Purpose: To intelligently diagnose whether there is bladder outlet obstruction (BOO) in female with decent detrusor contraction ability by focusing on urodynamic study (UDS) data.

Materials and methods: We retrospectively reviewed the UDS data of female patients during urination. Eleven easily accessible urinary flow indicators were calculated according to the UDS data of each patient during voiding period. Eight diagnosis models based on back propagation neural network with different input feature combination were constructed by analyzing the correlations between indicators and lower urinary tract dysfunction labels. Subsequently, the stability of diagnostic models was evaluated by five-fold cross-validation based on training data, while the performance was compared on test dataset.
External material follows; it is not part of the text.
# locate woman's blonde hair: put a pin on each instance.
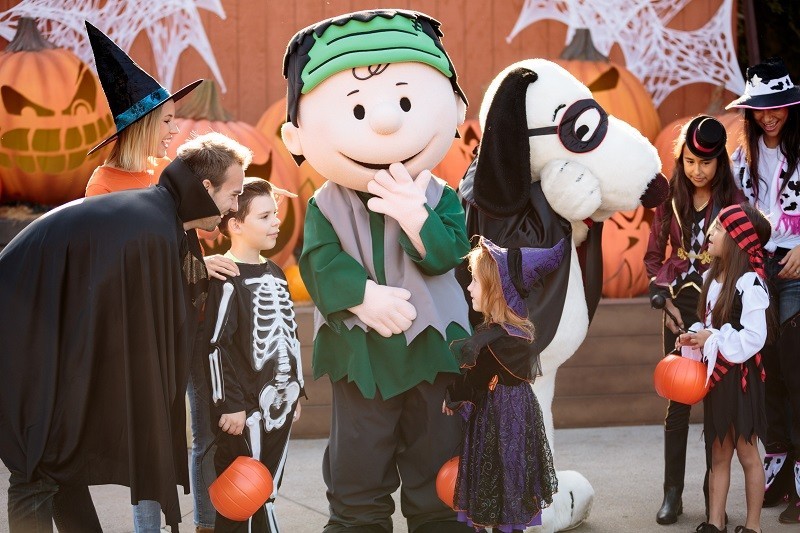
(493, 303)
(136, 143)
Results: UDS data from 134 female patients with a median age of 51 years (range, 27-78 years) were selected for our study. Among them, 66 patients suffered BOO and the remaining were normal. Applying the 5-fold cross-validation method, the model with the best performance achieved an area under the receiver operating characteristic curve (AUC) value of 0.949±0.060 using 9 UDS input features. The accuracy, sensitivity, and specificity for BOO diagnosis model in the testing process are 94.4%, 100%, and 89.3%, respectively.

Conclusions: The 9 significant indicators in UDS were employed to construct a diagnostic model of female BOO based on machine learning algorithm, which performs preferable classification accuracy and stability.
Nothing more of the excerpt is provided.